When the liquid was heated, filtered, treated with sodium phosphate, a very visible cloudiness resulted. Therefore, magnesium was present. It is normal for pills to be rolled in magnesium carbonate after they are made.

The liquid was filtered, evaporated to dryness and heated to red heat. The residue was dissolved in distilled water, boiled with a light infusion of barium water and filtered. Treated with a light amount of dilute sulphuric acid, heated to boiling point, filtered, evaporated to dryness: the residue, taken up in a small quantity of water, produced no precipitate when treated with platinum bichlorate; therefore, an absence of potassium.


When the analysis for inorganic substances had been done, it remained to test for and identify organic substances. In similar circumstances, usually the expert could assess the effects of poison (symptoms and tissue lesions) and moreover, he could gather from nature various samples of the substance used which immediately gives him a very strong suspicion about the nature of the substances. In these circumstances, and when there is available an appropriate amount of the substances, analysis is possible, although presenting some difficulties; and the result of the chemical analysis, combined with the physical characteristics and the effects, can give almost complete certainty.

Here, the pills and the liquid being mixtures in nature, giving no recognisable sign of the substances used (leaves, roots, insect remains etc.); moreover, the taste, the colour, the smell of these substances giving no specific character (apart perhaps from the capsicum); and, besides, as there had been no effects as no one had taken these medicines, it followed that chemical analysis alone would be able to thrown light on the question and this analysis naturally involved methodical and detilaed research on all the organic substances. Work which is possible on inorganic substances is hardly available with the present state of science for organic substances. It is quite true that a general method was proposed by M. Stas in 1845, a method that was followed by Messrs. Orfila, Devergie, Chevalier. Lassaigne etc. But in most cases only an impure substance was obtainable which was impossible to characterise physically, even chemically, and one had to be satisfied with various imperfect reactions. But even assuming this work had been done, even supposing that one had been able to obtain a subtance in a state of reasonable purity, to allow the use of reagents even in these favourable circumstances, chemical analysis alone would only have been able to give cause for a slight suspicion. The reactions which occur in contact with the majority of these organic substances and their reagents, are far from being characteristic. The colour changes etc., which occur between substances and their reagents. these same changes, I state, very often happen also between these reagents and other organic substances.

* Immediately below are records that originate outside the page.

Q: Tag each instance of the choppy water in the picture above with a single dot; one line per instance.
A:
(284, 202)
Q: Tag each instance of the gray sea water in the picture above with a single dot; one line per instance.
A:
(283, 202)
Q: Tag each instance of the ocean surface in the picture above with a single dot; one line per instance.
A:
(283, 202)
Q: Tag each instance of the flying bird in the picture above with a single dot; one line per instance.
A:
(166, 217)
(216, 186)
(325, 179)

"If one wanted our whole opinion, "said M. Galtuier, "we would place more confidence in the physical characteristics of substances under investigation viz. smell, colour, taste etc. than in chemical reactions such as are used in the present state of science."

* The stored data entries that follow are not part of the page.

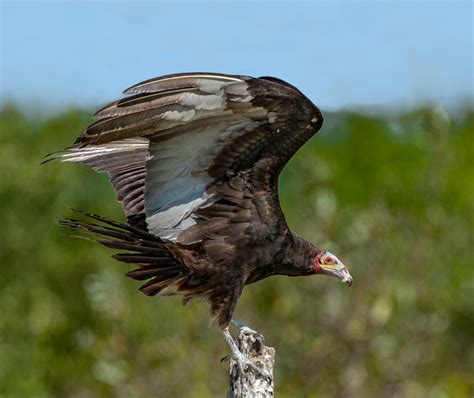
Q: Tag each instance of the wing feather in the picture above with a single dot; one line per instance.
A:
(194, 131)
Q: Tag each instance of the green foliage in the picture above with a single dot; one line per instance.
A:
(392, 196)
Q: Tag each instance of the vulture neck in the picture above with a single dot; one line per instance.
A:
(299, 256)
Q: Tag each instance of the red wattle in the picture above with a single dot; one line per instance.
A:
(316, 266)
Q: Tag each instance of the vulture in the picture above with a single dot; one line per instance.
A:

From all these researches, the results are:

1) That the physical examination of the liquid gave us no indication of the nature of the substances that it contains.

2) That the physical and microscopic examination of the pills allowed us to assume the very likely presence of cayenne pepper.

3) That chemical analysis demonstrated the total absence of mineral substances in the liquid.

4) That chemical analysis of the pills demonstrated the presence of iron in fairly large quantities, of magnesium and traces of lime.

5) That the discovery by chemical analysis of the organic substances contained in the mixtures under analysis, is impossible in the present circumstances and in the present state of science.

Signed F.A.H.LARUE
Licenciate of Medicine, Professor etc.